# Sampling

Sampling can be grouped as probability sampling or non-probability sampling. In probability sampling, every person in a population has an equal chance of being chosen; for instance, randomly querying people to gauge public opinion or collecting random patients from hospitals across the country to participate in a cancer study. In non-probability sampling, not everybody in the population of interest has an equal chance of being chosen; for instance, calling up one's own relatives for their opinions or selecting study participants from the researcher's own clinic.

Non-probability sampling is a haphazard approach that imbues a bias and prevents the sample statistics from being extrapolated to the population. However, oftentimes financial or practical constraints mean that non-probability samples are the only available option. For instance, it may be impractical to scour every hospital to find patients with a particular type of cancer, or prohibitively expensive to go door-to-door to poll people who do not respond to telephone polls. In this case, the non-probability sample is usually treated like probability samples extrapolate to the population.

## Simple random sampling

A simple random sample is simply randomly choosing participants from a population. Dr. Martin Lee provides the example of an aspirin plant. To test for quality control, each bottle that is made is given a number, beginning at 0000 until 6000 is reached; at this point, the study starts over. A random number generator with a range of 0000 to 6000 is used to choose which samples are drawn from the 6000 bottles. The samples are then studied for quality control.

Simple random sampling works well for a homogeneous population. Sampling without replacement means that as samples are taken, their number position is left empty. In sampling with replacement, the number spot for each sample taken is then filled with a new sample.

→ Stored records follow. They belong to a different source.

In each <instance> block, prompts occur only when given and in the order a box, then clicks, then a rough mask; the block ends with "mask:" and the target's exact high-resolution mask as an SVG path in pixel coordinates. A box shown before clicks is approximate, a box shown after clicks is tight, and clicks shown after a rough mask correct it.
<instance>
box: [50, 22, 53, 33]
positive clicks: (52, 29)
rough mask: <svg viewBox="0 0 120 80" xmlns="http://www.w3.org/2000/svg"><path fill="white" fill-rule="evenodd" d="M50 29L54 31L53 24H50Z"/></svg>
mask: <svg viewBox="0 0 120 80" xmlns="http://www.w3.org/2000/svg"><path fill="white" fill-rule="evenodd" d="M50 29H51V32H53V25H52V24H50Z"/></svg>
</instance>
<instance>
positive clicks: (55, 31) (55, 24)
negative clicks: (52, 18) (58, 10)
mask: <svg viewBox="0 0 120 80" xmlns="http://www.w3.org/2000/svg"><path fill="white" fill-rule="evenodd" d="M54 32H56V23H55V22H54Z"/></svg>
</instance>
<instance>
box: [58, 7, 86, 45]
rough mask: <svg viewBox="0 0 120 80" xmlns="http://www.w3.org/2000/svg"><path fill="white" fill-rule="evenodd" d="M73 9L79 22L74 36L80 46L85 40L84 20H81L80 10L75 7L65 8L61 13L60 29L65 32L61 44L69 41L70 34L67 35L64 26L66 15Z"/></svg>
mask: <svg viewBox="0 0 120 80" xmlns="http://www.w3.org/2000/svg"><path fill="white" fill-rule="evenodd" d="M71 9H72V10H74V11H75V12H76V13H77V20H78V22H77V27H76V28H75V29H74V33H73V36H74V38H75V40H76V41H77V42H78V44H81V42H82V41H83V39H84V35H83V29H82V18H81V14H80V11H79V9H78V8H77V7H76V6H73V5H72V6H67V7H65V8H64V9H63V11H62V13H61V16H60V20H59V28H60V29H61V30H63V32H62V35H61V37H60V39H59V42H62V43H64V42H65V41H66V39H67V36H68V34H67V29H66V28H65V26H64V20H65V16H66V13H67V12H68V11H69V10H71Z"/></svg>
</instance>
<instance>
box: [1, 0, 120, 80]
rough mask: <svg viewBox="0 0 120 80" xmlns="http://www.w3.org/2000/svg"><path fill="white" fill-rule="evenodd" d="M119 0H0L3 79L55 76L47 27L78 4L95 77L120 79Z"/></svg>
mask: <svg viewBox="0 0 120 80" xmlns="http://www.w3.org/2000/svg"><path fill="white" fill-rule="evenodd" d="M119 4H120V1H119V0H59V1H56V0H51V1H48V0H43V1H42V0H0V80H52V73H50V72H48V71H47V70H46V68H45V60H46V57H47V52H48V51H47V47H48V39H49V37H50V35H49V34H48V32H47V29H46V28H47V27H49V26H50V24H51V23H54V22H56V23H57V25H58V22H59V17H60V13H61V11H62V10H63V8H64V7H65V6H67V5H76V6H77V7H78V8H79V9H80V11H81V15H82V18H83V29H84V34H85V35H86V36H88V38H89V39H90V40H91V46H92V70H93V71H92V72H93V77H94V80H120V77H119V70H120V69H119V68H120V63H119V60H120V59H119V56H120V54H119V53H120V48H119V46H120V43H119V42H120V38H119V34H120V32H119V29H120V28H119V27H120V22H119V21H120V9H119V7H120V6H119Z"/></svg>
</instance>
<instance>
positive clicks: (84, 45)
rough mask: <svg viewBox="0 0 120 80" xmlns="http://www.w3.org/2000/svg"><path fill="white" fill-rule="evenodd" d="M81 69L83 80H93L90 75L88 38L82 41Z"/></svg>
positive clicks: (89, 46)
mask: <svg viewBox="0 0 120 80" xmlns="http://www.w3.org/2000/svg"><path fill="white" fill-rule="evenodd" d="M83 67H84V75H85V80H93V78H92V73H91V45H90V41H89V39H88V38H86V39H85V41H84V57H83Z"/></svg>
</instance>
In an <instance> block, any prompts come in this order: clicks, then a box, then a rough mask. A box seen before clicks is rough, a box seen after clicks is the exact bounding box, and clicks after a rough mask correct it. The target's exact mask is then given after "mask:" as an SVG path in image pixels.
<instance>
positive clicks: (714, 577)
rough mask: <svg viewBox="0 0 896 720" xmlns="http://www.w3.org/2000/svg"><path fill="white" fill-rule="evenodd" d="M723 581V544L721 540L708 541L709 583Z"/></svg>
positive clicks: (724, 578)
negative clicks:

## Stratified random sampling

Dr. Lee continues his example by posing the question: what if the population of aspirin bottles is not homogeneous? Consider that there are three shifts: the morning shift outputs the best aspirin, while the evening shift makes some mistakes and the overnight shift makes many mistakes. A small simple random sample overlooks recognizable subdivisions (aka *strata* or *subpopulations*). These strata are internally homogenous, but when compared to one another they are heterogeneous.

A stratified random samples takes an equal number of samples from each stratum. The population is subdivided into strata that are homogeneous within each stratum and heterogeneous between strata, then simple random sampling is performed on each stratum. Stratified random sampling can be more useful than simple random sampling, for instance allowing statisticians to subdivide populations by political party when studying presidential approval.